Die Folgen eines solchen Ausfalls können schwerwiegend sein: Sie reichen von den Kosten für die Wiederherstellung der Anlagenfunktion bis hin zu den nicht zu beziffernden Kosten zur Beseitigung von Grundwasserverschmutzungen. Um dieser Bedrohung wirksam entgegenzuwirken und die Verfügbarkeit der Systeme zu erhöhen, müssen Maßnahmen des äußeren und inneren Blitzschutzes getroffen werden.

Abschätzung des Schadensrisikos für die
Kläranlagenwarte

Das anschließend aufgeführte Beispiel wurde unter Verwendung der Norm DIN EN 62305-2 (VDE 0185-305-2) berechnet. Es wird ausdrücklich darauf hingewiesen, dass nur die Vorgehensweise beispielhaft dargestellt werden soll: Die gezeigte Lösung ist in keiner Weise verbindlich und kann durch andere, gleichwertige Lösungen ersetzt werden.

Nachfolgend werden nur die wesentlichen Charakteristika des Beispiels aufgeführt:
Als Erstes wurde zusammen mit dem Betreiber ein Fragebogen mit relevanten Fragen zur baulichen Anlage und deren Nutzung besprochen und schriftlich fixiert. Diese Vorgehensweise stellt sicher, dass ein für alle Beteiligten nachvollziehbares Blitzschutz-Konzept erstellt werden kann. Dieses Konzept stellt dann die Mindestanforderungen dar, die aber jederzeit technisch verbessert werden können.

Anlagenbeschreibung

Die komplette Prozessleittechnik der Kläranlage befindet sich zentral in der Kläranlagenwarte. Gekennzeichnet durch die ausgedehnten Kabelverbindungen zu den Mess- und Unterstationen werden über diese Leitungen bei einem Blitzeinschlag erhebliche Blitzteilströme und Überspannungen in die Schalträume eingeschleppt, was in der Vergangenheit bereits immer wieder zu Anlagenzerstörungen/-ausfällen geführt hat.
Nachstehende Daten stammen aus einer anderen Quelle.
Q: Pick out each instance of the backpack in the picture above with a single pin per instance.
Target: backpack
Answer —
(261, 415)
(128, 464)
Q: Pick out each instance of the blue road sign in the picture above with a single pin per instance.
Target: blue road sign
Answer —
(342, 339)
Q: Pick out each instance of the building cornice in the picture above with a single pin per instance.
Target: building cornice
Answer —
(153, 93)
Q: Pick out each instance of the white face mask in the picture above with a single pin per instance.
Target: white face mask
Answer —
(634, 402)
Gleiches gilt für die Energieversorgungsleitung und die Telefonleitung.

Die Kläranlagenwarte selbst soll gegen Schäden durch Feuer (nach direktem Blitzeinschlag) und die elektrischen sowie elektronischen Systeme (Steuerungs- und Automatisierungssystem, Fernwirktechnik) gegen die Wirkung des elektromagnetischen Blitzimpulses (LEMP) geschützt werden.

Zusätzliche Bedingungen:

  • Es sind schon Schutzmaßnahmen (Bestand) gegen Blitzeinwirkung vorhanden (äußerer Blitzschutz nach früherer VDE 0185-1, Überspannungsschutzgeräte (SPD) des Typs VGA 280/4 am Gebäudeeintritt der Energieversorgungsleitung 230/400 V, SPD der Klasse C vom Typ VM 280 in den Schaltschränken der MSR-Technik).
  • Als Schadensarten relevant sind L2: Ausfall von Dienstleistungen für die Öffentlichkeit (Wasserversorgung und -entsorgung) und L4: wirtschaftliche Verluste (bauliche Anlagen und deren Inhalt). Die Schadensart L1: Verlust von Menschenleben wurde ausgeschlossen, da im späteren Betrieb die Anlage vollautomatisch laufen soll.
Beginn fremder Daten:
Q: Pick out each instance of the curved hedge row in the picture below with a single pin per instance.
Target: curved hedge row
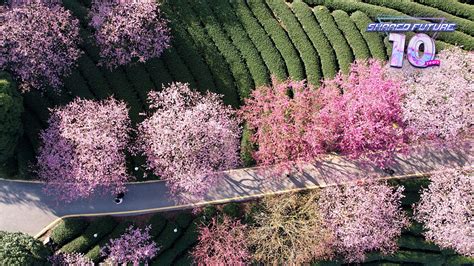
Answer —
(303, 45)
(316, 35)
(452, 7)
(341, 47)
(374, 11)
(189, 54)
(237, 66)
(217, 64)
(279, 37)
(229, 22)
(374, 40)
(177, 68)
(352, 34)
(270, 55)
(415, 9)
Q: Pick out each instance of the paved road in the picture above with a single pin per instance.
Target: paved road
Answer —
(24, 207)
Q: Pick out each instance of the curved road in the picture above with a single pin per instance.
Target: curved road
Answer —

Das Ergebnis nach der Berechnung des Ist-Zustandes lautet, dass sowohl für die Schadensart L2 als auch L4 das berechnete Schadensrisiko R noch deutlich über dem jeweils akzeptierbaren Schadensrisiko RT liegt.
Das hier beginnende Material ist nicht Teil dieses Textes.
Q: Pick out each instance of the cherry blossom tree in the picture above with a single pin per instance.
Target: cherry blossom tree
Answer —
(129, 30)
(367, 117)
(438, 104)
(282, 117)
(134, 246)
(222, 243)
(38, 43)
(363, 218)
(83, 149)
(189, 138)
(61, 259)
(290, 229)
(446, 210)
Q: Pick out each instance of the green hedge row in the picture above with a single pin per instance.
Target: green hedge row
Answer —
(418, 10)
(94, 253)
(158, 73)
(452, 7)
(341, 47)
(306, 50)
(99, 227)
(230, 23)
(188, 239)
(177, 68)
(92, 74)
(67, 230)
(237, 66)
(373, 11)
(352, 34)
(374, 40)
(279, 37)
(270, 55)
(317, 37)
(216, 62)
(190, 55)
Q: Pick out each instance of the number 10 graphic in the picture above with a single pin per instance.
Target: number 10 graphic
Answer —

Nun werden mögliche Schutzmaßnahmen eingeleitet, um für beide Schadensarten R < RT zu erreichen:

  • Errichten eines Blitzschutzsystems der Schutzklasse III nach DIN EN 62305-3 (VDE 0185-305-3). (Dies entspricht auch den Empfehlungen aus dem VdS-Merkblatt 2010.)
  • Installation von Ableitern SPD Typ 1 nach DIN EN 61643-11 (Energieversorgung) und SPDs der Kategorie D1 nach IEC 61643-21 für die informationstechnischen Leitungen (MSR- und Telekommunikationsleitungen) an den Zonenübergängen LPZ 0A – 1.
  • SPD Typ 2 nach DIN EN 61643-11 (Energieversorgung) und Überspannungsschutzgeräte der Kategorie C2 nach IEC 61643-21 für die informationstechnischen Leitungen (MSR- und Telekommunikationsleitungen) an den Zonenübergängen LPZ 0B – 1 und 1 – 2.

Blitzschutzzonen-Konzept

Um den technisch und wirtschaftlich besten Schutz zu erreichen, wird die Kläranlagenwarte in Blitzschutzzonen (LPZ) unterteilt. Anschließend wird die Risikoanalyse für jede LPZ und für die relevanten Schadensarten durchgeführt. Zum Schluss werden noch die gegenseitigen Abhängigkeiten der LPZ geprüft und die endgültig notwendigen Schutzmaßnahmen festgelegt, damit das erforderliche Schutzziel in allen Blitzschutzzonen erreicht wird. Folgende Bereiche wurden in Blitzschutzzone 1 (LPZ 1) und Blitzschutzzone 2 (LPZ 2) eingeteilt:

  • Auswerteelektronik in der Messwarte (LPZ 2)
  • Sauerstoffmessung im Belebungsbecken (LPZ 1)
  • Innenraum der Messwarte (LPZ 1).

Entsprechend dem Blitzschutzzonen-Konzept nach DIN EN 62305-4 (VDE 0185-305-4) müssen alle Leitungen an den Blitzschutzzonen-Grenzen mit den geeigneten Überspannungs-Schutzmaßnahmen versehen sein.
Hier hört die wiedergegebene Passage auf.